In the wake of the byelections earthquake for Labour Bryn Jones asks is it a firm foundation for victory or signs of more landslips into voter alienation?
Have the electoral tectonics actually shifted fundamentally towards Labour? Is it accurate to describe its recent by-election victories as a “political earthquake”, as mainstream media and Labour spinners have? Do the results vindicate the ruthless brand of neo-conservatism which Starmer’s re-tooled, Blairist machine has, allegedly, re-aligned Labour with popular opinion? At first sight the answers appear to be “yes”. Overturning Tory majorities in the tens of thousands with double digit “swings” seems proof positive. But delving beneath headline statistics to how all voters actually behaved reveals a much less rosy picture for Labour. Scenarios that could, prevent a substantial General Election victory for Labour, or its ability to govern with sufficient popular support.
The root problem here is the concept of “swing”. Party loyalists love this single, unequivocal stat. As do media editors for whom it provides a simple signifier on which to hang clear-cut stories. The by-elections in Rutherglen, snatched from the Scottish National Party, plus Selby and Ainstey, Mid-Bedfordshire and Tamworth where the Tories were routed, were won with an average 22.1 % swing in the vote to Labour, compared to the 2019 General Election. However, the major, under-reported fact that flaws Labour’s triumph is “turnout”: how many, or what percentage of those eligible to vote actually did so? Average turnout of 40% in these contests means that tens of thousands of voters, around 20% of the electorate, didn’t “swing” away from the Tories, or from the SNP in Rutherglen. They simply didn’t vote. !n the real world of polling stations and filling-in of postal ballots, the most significant swing was not to Labour but to abstentions. Indeed in some of these constituencies more voters swung to abstaining than to Labour.
The headline of a 24% swing of votes share to Labour has been interpreted as a shift in both votes and opinion away from the governing party, whether the SNP or Tories, to Labour. Yet the actual numbers voting Labour barely increased. In Rutherglen and mid-Bedfordshire Labour’s vote went down. So what happened to all the votes lost by the Tories, SNP and, less significantly, the Lib Dems? Only representative surveys of the local electorate could accurately reveal that. However, the most probable explanation is that most of 2019’s non-Labour voters simply did not vote in the by-elections. A few may have switched to Labour but it’s unlikely that the abstention rate affected Labour as much as the other parties. Not many non-Labour voters from 2019 shifted to Starmer’s anointed candidates.

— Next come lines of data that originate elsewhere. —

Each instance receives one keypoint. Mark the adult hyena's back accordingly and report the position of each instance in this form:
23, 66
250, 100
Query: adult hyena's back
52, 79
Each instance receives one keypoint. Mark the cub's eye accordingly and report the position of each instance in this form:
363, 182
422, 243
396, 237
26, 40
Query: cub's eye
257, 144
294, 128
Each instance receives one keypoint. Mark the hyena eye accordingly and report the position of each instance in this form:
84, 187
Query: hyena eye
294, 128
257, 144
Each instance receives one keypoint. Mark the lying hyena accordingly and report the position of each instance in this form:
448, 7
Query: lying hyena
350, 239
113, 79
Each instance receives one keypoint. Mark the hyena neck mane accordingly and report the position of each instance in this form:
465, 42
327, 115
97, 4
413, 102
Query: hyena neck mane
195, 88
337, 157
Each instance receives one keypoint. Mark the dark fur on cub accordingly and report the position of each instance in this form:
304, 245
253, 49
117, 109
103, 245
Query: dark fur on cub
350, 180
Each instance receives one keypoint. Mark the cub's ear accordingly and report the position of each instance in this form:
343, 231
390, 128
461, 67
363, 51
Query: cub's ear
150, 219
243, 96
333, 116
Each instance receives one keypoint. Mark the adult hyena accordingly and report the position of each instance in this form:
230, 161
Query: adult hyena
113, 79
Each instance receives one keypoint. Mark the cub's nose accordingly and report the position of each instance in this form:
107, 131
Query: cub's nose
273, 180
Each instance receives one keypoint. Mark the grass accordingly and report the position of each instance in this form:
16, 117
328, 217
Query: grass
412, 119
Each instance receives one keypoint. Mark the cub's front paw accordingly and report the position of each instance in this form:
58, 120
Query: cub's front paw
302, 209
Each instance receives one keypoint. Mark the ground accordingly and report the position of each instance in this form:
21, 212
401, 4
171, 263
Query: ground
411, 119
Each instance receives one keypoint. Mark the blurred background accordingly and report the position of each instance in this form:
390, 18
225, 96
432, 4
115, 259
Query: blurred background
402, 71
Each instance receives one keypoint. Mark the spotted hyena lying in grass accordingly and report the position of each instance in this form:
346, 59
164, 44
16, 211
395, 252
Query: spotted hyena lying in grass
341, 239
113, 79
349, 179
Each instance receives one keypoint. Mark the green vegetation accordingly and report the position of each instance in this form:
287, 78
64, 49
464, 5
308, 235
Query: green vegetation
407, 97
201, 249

It’s much more likely that more of Labour’s past supporters stuck with the party than that other parties’ former supporters moved to Labour. Therefore, Labour’s core support remains at around the level of the past general elections. In Rutherglen that’s 18,000–20,000; with around 15,000 former SNP voters declining to vote. In Mid-Bedfordshire and Selby Labour’s core vote remains at about 14,000-16,000; and in Tamworth about 11,000. Like the SNP in Rutherglen, some 20,000 former Tory voters seem to have abstained in Mid-Bedfordshire, Tamworth and Selby. It might only take a mild restoration of these “natural” Tory voters’ faith to wipe out the recent Labour gains. Elsewhere, smaller Tory majorities could still be salvaged if turnout increases slightly.
However, there’s a broader trend here. In essence Labour has not improved the electoral weakness that has plagued it for most of the 21st century, since the New Labour make-over. It has failed to motivate substantial sections of the electorate – data suggests mostly from ethnic minorities and the marginal and deprived working class – to vote. It wins most seats when its opponents are divided, scandal-riven or otherwise discredited. To win significant numbers of Scottish and English seats in 2024 Labour would need the Tories and SNP images to remain discredited and for turnouts to remain low. It was the 27% swing to the stay-at-homes that won Tamworth for Labour; not an illusory switching of Tory voters. Of course, if Labour adopted the significant redistributive and egalitarian policies which polling suggests working class respondents’ favour, that could re-engage working class voters, who comprise most of the non-voting electorate.
Yet Starmer’s Labour seems determined to stick to the resurrected New Labour image and economic neoliberalism that lost the Party nearly four million voters between 1997 and 2010 in working class occupations. Labour therefore has to pray that swathes of alienated voters in Scottish and “Red Wall” English seats, continue to see their SNP and Tory opponents as beyond the pale and opt out of voting. Such conditions could provide a narrow path into government.
However, they will hardly provide the broad base of popular support, which even a moderately reformist Labour government will need in the accumulating economic, political and environmental turbulence. In this wider world Labour should also reconsider the carte blanche it seems to give to Israel’s slaughter of Palestinians. Many of the 250,000 who marched for Gaza in London on 21st October would have been from constituencies in the twenty-one local authorities with 12% to 40% Muslim populations: enough alienated voters to deny Labour victories in marginal seats.